Les seuils d’application du surloyer vont aussi être révisés par décret, et le dépassement autorisé sera désormais de 20% et non plus de 50%. Au-delà, les locataires n’auront plus le droit de rester dans les lieux, sauf les personnes âgées de plus de 65 ans. De plus, lors de l’examen annuel de la situation des locataires, la détention d’une résidence secondaire sera prise en compte dans le calcul du plafond de ressources. L’objectif de ces mesures est, selon le ministère, «de renforcer la mobilité résidentielle pour que les logements sociaux soient occupés par ceux qui en ont le plus besoin».
TÉMOIGNAGE
Dominique Estrosi-Sassone, sénatrice (LR) et conseillère municipale de la ville de Nice (Alpes-Maritimes)
«Un projet intéressant mais insuffisant pour résoudre la crise actuelle»
Comment jugez-vous ce projet de loi?
Il s’attelle à la problématique des classes moyennes, longtemps ignorée: des ménages trop riches pour aller dans le logement social et avec des revenus insuffisants pour le logement locatif libre ou pour pouvoir accéder à une propriété. Aujourd’hui, le parcours résidentiel est entièrement bloqué, alors ces propositions sont positives.
L’assouplissement de la loi SRU est-il positif?
Beaucoup de maires se révoltent contre cette obligation draconienne de production de 25% de logements sociaux, qui, quand elle n’est pas respectée, engendre d’importantes pénalités. Leurs efforts ne sont pas récompensés.
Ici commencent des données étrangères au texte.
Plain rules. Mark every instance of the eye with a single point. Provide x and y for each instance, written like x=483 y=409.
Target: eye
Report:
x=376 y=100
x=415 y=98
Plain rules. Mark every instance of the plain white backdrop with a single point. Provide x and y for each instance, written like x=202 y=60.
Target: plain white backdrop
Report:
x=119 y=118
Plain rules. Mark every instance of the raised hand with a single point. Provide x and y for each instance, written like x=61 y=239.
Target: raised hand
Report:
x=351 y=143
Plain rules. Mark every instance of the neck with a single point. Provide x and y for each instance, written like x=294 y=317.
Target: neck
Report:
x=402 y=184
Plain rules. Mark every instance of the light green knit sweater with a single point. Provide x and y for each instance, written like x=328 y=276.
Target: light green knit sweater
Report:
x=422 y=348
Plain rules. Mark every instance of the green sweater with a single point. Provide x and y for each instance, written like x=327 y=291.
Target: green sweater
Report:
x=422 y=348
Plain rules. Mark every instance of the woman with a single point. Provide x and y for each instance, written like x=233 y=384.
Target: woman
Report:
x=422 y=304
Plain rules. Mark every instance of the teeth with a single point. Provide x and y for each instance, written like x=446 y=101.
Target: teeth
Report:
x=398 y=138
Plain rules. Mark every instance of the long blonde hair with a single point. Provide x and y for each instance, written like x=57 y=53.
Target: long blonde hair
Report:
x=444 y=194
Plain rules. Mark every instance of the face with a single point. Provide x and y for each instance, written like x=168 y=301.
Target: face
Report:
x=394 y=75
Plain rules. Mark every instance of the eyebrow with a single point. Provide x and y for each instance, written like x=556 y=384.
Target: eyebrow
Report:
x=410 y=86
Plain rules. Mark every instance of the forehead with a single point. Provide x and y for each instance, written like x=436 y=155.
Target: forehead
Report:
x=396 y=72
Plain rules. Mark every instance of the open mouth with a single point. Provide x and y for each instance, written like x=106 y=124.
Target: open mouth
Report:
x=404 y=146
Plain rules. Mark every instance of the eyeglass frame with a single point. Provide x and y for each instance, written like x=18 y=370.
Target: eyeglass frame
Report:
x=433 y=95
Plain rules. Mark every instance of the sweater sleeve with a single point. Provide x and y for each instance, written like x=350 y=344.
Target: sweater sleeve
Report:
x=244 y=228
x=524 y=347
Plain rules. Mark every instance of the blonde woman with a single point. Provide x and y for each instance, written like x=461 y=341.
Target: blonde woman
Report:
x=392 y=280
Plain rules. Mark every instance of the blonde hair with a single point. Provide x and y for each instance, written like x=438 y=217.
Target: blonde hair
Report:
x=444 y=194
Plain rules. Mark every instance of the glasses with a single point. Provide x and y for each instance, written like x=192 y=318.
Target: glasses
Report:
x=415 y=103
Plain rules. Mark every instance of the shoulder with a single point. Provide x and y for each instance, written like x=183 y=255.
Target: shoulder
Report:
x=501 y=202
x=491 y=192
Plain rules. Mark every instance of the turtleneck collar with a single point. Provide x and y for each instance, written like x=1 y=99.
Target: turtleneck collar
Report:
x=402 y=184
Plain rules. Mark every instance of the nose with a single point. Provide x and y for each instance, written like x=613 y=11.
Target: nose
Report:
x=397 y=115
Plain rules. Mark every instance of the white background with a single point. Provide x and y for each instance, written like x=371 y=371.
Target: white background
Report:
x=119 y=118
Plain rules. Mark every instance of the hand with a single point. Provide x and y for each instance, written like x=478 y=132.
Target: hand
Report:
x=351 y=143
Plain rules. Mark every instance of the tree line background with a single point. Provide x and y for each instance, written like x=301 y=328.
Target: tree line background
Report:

Surtout que l’acte de construire est de moins en moins accepté par la population. L’introduction de logements intermédiaires est pour moi intéressante.
Pensez-vous que la loi va contribuer à résoudre la crise actuelle?
Certains points qui vont dans le bon sens pourront être enrichis lors du débat parlementaire. Mais ce projet à lui seul ne va pas permettre de résoudre la grave crise du logement que nous connaissons.